The Washington Post published another excellent editorial highlighting yesterday’s school choice rally in D.C. and the news that the Obama administration now supports allowing students currently in the scholarship program to continue in their provide schools:
Powerful evidence of the worth of the D.C. school voucher program was on display at yesterday’s rally in support of the program. Hundreds of children, outfitted in the uniforms of the private schools they attend through vouchers, sat in rapt attention as one of their own read a poem he had written: “Surrender me from the typical stereotype of a black young man . . . I am a whole different guy.” It is to President Obama’s credit that he wants to uphold the right of fledging poet Carlos Battle and 1,715 other voucher recipients not to have their educations disrupted. We can’t help but wish, though, that other needy students would get the same opportunity of choice.
Just as the rally was breaking up in Freedom Plaza, word came that Mr. Obama would seek to extend the program until all participants in the D.C. Opportunity Scholarship Program graduate from high school, although no new students would be admitted…
This is encouraging news that the Obama administration is waking up to the fact that it would be a disaster to pull children out of schools where they are succeeding and place them back into the low-performing D.C. public school system. But by embracing this compromise, the Obama administration is choosing a contradiction.
Both President Obama and Secretary Duncan have stated that their education policy priorities will be set by funding programs that “work.” Well, does the D.C. Opportunity Scholarship program work or not? A federally-mandated evaluation has found that the scholarship program has boosted reading achievement among participating children—kids in the program the longest have nearly 2 years of reading achievement compared to their peers remained in public school. If everyone can agree that this program is clearly working, shouldn’t more students be allowed to participate?
Recognizing this contradiction, the Washington Post presses the Obama administration and Congress to keep an open mind when the program is reviewed next week in Congressional hearings:
The Senate Homeland Security and Governmental Affairs Committee had already scheduled a hearing next week to evaluate the program.
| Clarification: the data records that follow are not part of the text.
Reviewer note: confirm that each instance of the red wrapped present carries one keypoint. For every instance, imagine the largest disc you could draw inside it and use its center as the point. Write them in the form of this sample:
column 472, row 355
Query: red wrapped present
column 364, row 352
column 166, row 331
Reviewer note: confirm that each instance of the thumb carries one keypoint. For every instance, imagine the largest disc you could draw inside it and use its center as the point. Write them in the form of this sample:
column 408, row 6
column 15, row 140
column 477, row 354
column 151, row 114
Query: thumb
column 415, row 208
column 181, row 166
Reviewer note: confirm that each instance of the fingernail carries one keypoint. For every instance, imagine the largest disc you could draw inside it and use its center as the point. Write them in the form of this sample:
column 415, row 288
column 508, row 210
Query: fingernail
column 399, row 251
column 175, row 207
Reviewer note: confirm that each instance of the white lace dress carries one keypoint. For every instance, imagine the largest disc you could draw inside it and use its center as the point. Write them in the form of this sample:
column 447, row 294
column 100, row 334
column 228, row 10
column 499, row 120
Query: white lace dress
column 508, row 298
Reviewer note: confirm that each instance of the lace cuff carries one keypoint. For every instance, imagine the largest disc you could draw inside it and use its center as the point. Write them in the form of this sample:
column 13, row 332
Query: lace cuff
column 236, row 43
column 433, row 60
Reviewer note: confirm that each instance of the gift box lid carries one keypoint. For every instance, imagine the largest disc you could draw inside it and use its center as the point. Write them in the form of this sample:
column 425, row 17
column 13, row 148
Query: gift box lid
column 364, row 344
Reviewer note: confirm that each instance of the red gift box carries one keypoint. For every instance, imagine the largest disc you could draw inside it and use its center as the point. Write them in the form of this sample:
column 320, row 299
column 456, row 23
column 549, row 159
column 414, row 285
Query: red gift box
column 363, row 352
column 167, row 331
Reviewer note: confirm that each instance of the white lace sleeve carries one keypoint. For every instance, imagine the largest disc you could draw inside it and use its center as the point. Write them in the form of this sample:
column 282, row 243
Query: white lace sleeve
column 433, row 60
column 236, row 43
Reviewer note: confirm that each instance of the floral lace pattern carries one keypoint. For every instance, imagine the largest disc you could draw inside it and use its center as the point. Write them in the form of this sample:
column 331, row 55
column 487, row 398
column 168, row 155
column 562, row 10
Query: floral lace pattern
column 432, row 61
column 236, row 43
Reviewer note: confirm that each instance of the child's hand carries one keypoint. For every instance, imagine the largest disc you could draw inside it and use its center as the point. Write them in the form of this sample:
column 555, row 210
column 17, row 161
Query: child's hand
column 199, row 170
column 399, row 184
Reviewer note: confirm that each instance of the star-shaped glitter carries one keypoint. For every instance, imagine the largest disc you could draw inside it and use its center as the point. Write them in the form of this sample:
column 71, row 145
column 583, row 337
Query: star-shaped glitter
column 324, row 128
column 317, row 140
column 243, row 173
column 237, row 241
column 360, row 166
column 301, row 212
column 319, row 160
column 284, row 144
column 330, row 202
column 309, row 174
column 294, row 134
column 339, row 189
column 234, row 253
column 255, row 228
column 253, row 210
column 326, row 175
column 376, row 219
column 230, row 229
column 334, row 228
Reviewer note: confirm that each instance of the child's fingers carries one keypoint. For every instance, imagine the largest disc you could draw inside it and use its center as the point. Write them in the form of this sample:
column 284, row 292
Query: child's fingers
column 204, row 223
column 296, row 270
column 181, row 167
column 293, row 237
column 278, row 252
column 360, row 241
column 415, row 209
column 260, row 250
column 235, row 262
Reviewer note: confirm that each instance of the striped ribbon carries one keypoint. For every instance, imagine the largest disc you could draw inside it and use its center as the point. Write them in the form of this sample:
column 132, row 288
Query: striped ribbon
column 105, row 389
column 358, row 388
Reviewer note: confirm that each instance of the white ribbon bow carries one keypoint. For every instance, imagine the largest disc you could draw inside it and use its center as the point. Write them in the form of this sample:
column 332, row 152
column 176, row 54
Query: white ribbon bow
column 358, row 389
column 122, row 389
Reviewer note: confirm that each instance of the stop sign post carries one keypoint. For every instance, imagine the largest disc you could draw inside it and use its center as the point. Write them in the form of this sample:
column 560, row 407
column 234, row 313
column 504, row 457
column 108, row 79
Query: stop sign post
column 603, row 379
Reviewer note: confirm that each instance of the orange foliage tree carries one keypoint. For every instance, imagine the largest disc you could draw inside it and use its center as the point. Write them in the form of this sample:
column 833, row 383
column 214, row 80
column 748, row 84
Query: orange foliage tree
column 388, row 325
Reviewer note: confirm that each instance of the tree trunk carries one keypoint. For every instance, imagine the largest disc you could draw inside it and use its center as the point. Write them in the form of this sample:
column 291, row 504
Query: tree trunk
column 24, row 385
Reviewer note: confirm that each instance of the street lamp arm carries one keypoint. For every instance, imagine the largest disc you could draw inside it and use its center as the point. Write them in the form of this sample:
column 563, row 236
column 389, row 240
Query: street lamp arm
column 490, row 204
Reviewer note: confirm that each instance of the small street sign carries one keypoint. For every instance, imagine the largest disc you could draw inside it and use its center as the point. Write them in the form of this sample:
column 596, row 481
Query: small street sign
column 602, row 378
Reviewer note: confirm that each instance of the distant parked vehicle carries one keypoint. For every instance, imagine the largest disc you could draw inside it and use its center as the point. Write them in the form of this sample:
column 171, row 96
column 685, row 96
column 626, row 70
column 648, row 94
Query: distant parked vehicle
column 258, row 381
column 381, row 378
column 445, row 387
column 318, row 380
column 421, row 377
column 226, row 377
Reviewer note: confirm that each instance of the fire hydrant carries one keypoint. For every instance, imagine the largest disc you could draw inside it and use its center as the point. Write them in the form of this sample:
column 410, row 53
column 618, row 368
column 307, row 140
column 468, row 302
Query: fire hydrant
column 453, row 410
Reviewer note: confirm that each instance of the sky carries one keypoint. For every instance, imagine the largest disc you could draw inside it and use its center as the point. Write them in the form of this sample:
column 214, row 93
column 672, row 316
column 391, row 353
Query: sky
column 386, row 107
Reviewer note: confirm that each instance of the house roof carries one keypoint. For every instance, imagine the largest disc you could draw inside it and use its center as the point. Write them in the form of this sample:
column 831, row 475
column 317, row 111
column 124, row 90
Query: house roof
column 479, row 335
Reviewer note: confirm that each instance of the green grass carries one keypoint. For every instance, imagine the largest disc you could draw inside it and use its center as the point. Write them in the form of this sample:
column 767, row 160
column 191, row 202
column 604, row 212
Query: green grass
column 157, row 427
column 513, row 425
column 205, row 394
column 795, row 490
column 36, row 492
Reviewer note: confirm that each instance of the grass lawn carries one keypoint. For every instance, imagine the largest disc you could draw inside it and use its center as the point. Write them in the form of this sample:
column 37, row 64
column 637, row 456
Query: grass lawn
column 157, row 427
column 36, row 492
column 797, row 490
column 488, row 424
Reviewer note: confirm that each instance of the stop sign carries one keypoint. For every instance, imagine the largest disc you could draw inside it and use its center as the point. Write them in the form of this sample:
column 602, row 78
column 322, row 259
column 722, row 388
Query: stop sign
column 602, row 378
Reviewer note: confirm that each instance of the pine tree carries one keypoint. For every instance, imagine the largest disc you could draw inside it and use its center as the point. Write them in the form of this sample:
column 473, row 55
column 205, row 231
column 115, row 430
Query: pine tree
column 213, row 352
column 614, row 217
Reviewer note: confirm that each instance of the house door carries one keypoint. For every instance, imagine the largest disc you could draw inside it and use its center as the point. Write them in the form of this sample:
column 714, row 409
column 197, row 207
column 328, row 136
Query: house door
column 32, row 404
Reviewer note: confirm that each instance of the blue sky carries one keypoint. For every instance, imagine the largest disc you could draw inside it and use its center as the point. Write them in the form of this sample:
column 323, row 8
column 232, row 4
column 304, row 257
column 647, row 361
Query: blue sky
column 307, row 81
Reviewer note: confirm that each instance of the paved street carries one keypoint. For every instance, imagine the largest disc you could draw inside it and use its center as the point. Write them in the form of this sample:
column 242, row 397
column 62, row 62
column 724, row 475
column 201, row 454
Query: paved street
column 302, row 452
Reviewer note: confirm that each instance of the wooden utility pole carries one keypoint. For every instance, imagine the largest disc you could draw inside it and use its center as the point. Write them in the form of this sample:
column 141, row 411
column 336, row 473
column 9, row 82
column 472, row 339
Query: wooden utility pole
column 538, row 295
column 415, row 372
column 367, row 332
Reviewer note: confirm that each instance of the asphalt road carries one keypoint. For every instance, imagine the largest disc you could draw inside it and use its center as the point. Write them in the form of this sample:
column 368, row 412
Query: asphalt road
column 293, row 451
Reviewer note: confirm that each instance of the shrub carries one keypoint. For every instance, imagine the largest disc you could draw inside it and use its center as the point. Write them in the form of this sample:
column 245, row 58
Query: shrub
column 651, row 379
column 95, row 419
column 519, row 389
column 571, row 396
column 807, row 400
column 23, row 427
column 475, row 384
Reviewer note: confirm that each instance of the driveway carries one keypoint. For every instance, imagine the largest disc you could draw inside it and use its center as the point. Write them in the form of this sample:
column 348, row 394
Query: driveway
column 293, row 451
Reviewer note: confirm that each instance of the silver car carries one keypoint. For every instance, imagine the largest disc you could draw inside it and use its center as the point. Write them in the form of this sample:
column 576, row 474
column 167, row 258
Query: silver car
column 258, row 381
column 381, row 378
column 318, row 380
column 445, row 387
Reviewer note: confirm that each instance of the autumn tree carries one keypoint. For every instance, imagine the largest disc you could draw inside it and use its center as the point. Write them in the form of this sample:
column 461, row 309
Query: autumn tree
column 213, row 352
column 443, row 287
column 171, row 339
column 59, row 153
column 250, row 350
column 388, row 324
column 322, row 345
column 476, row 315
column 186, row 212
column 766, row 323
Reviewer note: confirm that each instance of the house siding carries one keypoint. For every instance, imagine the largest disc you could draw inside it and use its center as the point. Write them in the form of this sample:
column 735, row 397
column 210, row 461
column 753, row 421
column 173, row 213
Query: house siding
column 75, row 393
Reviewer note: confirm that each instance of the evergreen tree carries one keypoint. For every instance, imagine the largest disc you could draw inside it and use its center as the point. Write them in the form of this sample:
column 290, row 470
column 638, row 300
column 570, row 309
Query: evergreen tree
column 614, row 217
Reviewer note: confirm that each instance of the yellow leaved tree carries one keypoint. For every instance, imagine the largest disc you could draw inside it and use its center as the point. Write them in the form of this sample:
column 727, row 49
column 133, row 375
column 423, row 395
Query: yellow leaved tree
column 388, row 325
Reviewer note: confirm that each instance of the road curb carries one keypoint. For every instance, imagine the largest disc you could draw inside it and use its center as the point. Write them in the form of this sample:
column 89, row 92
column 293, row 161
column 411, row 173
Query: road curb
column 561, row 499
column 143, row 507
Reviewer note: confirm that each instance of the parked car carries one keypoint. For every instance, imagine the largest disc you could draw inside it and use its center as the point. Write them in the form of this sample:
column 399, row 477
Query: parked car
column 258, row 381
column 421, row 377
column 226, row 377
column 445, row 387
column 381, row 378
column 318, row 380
Parents, students and a scientist who have studied the program are among those scheduled to testify. It seems that D.C. Mayor Adrian M. Fenty declined a chance to testify but will submit a statement, a move that is depressingly typical of his lukewarm support for the program. The hearings need to be conducted with an open mind. If indeed this program is shown to work to the benefit of children, it should be continued. And, not — we submit — just for the ones who are lucky enough to be in it now.